Mundo das Palavras

O poder de Al Di La

“Quando ouvir esta música, lembre-se de mim” – pede a moça, sentada no banco de carona. Enquanto seu namorado dirige o carro, com rádio ligado. Se for atendida, aquele momento agradável, de harmonia e intensidade amorosa, será lembrado pelo parceiro, durante anos.  Quando ouvir novamente a música, ela própria vai se recordar de como ambos se sentiam bem, perto um do outro.
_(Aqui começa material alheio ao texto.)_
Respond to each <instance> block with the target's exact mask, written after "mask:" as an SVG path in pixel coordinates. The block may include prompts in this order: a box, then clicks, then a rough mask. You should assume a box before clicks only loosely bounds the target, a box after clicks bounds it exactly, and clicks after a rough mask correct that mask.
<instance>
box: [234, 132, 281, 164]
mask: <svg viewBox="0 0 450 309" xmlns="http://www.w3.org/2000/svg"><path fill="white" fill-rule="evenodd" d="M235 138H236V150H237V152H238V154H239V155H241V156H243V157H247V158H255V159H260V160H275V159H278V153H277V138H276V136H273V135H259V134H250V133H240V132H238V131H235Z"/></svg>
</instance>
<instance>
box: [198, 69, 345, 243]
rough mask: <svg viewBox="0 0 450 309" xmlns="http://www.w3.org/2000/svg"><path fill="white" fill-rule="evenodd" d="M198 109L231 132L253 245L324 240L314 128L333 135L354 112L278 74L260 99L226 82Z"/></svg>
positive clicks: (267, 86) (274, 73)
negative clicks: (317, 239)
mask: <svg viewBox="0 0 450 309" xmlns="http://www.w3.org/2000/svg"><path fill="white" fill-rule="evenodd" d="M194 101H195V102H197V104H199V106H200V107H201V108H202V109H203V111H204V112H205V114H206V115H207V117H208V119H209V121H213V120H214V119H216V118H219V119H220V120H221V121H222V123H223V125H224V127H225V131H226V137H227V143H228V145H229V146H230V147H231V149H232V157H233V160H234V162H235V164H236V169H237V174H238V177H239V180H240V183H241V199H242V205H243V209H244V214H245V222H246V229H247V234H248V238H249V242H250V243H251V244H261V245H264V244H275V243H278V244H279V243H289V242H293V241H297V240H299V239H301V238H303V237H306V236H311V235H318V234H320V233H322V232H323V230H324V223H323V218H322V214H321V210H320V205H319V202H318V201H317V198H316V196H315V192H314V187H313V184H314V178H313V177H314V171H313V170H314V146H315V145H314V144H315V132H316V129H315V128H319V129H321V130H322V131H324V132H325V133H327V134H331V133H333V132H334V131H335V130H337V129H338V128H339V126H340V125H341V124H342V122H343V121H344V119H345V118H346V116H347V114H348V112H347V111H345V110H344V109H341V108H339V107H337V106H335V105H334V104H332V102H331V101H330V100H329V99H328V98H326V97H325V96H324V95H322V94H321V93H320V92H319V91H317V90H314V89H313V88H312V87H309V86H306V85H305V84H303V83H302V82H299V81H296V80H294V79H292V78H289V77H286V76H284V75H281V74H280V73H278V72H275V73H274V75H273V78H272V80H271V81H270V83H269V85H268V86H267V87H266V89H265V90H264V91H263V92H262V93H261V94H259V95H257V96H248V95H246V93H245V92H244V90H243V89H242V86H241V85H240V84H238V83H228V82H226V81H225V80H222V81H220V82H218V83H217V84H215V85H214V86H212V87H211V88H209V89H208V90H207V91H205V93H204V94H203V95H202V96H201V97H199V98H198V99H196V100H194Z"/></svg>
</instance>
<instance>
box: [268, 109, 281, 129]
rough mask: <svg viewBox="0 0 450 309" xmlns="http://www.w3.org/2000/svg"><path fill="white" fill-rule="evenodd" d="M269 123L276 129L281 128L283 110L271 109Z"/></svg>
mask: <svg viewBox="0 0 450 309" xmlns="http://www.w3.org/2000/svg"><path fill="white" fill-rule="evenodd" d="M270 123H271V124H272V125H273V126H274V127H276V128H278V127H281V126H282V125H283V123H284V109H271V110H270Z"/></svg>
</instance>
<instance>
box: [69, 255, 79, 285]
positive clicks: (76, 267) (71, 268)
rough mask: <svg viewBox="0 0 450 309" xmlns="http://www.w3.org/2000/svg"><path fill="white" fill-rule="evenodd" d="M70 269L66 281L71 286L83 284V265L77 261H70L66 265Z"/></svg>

Lembrará do lugar onde estavam no instante do pedido, e, ainda, de como haviam chegado àquela fase do relacionamento que tinham. 
 
Pedidos como estes devem ter surgido no convívio dos casais desde as primeiras difusões de músicas gravadas pelos meios de comunicação de massa. Há 55 anos, apareceu nas telas dos cinemas, a cena do filme Candelabro Italiano, em que dois jovens, namorados, Don Porter (Troy Donahue) e Lyda Kent (Angie Dickinson) ouvem Al Di La, cantada por Emilio Pericoli, como se vê na imagem postada junto com este texto. Desde então, a composição é tida como um marco referencial perfeito para qualquer experiência amorosa.  
 
Agora, as ciências começam a explicar as razões pelas quais uma simples música popular pode trazer de volta à nossa memória um rol de lembranças. Isto pode acontecer mesmo com pessoas, na velhice, vítimas de demência, como o Mal de Alzheimer – mostra o documentário “Alive inside: a story  of music & memory”. Num asilo de idosos, o assistente social Dan Cohen instala fones de ouvido em pessoas mentalmente desligadas da realidade que as cercam. Ele está munido de aparelho eletrônico barato, dotado de arquivos de áudio, onde gravou músicas que aquelas pessoas amaram no passado. Graças a Cohen elas voltam a ouvi-las. E já não são mais mortos-vivos. Despertam. Começam a cantar, conversam e até a dançam, senhores das suas próprias histórias e identidades. Permanecem exuberantes, como eram antes, enquanto dura o reencontro com aqueles sons.
 
No filme, há uma explicação neurológica. O médico Oliver Sacks diz que as partes do cérebro humano menos afetadas pelas demências são as que nos fazem reagir às músicas. Deve estar correto. Mas esquece que as músicas do agrado dos namorados não são só músicas. Carregam textos em suas melodias. Cujas palavras, também dotadas de sonoridade, às vezes, têm cargas emocionais tão intensas quanto às das melodias às quais se fundem. 
 
Como ocorre em Al Di La. Para acompanhar sua melodia os compositores Carlo Donida e Giulio Rapetti escreveram: “Muito além do bem mais precioso.  Muito além do sonho mais ambicioso. Das coisas mais belas. Muito além das estrelas. Está você”.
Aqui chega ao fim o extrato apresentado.